Leadership is critical, however, which is why behavioral scientists were so alarmed by the recent examples of Vice President Mike Pence and President Donald Trump refusing to wear masks during public appearances. “They are the primary people who are setting norms, especially when it’s on television or in the news,” Van Bavel says. Those politicians are flouting the advice of their own public health officials. In early April the Centers for Disease Control and Prevention officially recommended “wearing cloth face coverings in public settings where other social distancing measures are difficult to maintain.” It did not help, however, that the new recommendation conflicted with earlier statements from officials suggesting that masks were ineffective or should be left for medical professionals, who needed them more.

The promask message has become more consistent just a few weeks later. Multiple studies show the benefits of masks. One from statistical researchers at Arizona State University found that if 80 percent of the population adopted even only moderately effective coverings, the practice would prevent as much as 45 percent of projected deaths in New York State and reduce fatality numbers by up to 65 percent in Washington State. Absent virtuous role models at the national level, state, local and private institutions, as well as celebrities, have begun to exert their considerable power to bring about change. “People are putting pictures of themselves in masks as their profile pictures,” Bhanot says. Airlines and universities are requiring anyone who boards a plane or comes on campus to wear a mask. “As that gets scaled up to all elements of society, you will have greater compliance,” Van Bavel says.

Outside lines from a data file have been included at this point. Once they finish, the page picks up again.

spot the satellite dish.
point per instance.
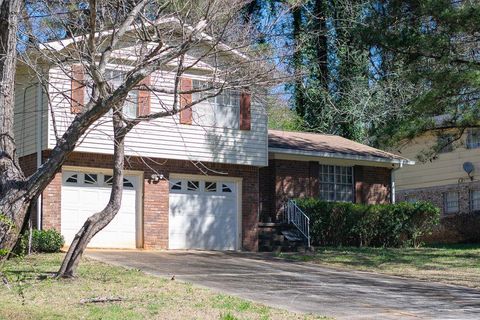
(468, 167)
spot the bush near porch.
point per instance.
(377, 225)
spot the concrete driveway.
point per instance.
(306, 288)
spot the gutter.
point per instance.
(337, 155)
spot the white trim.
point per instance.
(139, 195)
(238, 185)
(38, 125)
(337, 155)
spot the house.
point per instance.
(450, 182)
(326, 166)
(205, 179)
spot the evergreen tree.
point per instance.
(432, 46)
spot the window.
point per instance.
(176, 185)
(130, 107)
(411, 199)
(473, 138)
(450, 202)
(336, 183)
(90, 178)
(223, 110)
(445, 143)
(73, 178)
(193, 185)
(227, 188)
(475, 200)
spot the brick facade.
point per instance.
(156, 194)
(463, 226)
(286, 179)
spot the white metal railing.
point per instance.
(294, 215)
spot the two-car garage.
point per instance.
(203, 210)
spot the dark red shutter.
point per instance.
(245, 111)
(185, 100)
(78, 89)
(144, 98)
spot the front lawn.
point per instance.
(31, 293)
(453, 264)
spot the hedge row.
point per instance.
(380, 225)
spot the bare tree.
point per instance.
(12, 178)
(165, 35)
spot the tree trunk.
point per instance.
(320, 16)
(13, 203)
(100, 220)
(297, 61)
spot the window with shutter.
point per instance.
(78, 89)
(221, 110)
(245, 111)
(185, 100)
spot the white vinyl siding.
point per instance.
(450, 202)
(165, 137)
(336, 183)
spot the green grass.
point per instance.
(32, 293)
(453, 264)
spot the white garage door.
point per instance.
(85, 193)
(203, 214)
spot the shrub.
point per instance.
(42, 241)
(381, 225)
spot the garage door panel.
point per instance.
(203, 219)
(81, 201)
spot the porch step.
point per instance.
(280, 238)
(292, 235)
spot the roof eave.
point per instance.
(337, 155)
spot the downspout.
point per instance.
(392, 181)
(38, 135)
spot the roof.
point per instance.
(329, 146)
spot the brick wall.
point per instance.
(51, 204)
(155, 206)
(286, 179)
(463, 226)
(296, 179)
(372, 184)
(29, 165)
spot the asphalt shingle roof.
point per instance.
(325, 143)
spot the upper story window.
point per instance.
(223, 110)
(336, 183)
(473, 138)
(411, 199)
(450, 202)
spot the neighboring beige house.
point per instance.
(451, 182)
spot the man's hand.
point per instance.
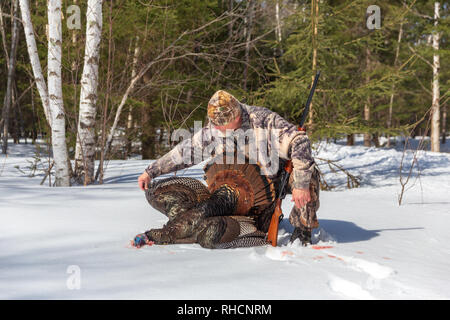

Barriers remain. The politicization of masks in the U.S. might mean that some areas of the country will never adopt them entirely. And endemic racism has led some young black men to fear that they will be mistaken for criminals if they wear masks in stores.

Once masks become the norm in most places, however, donning them will not seem odd or alarming, says psychologist Alexander Todorov of Princeton University, who studies facial expression. “People compensate. When they meet on the street, there is more gesticulation. People engage in strategies to make sure that they’re being understood.”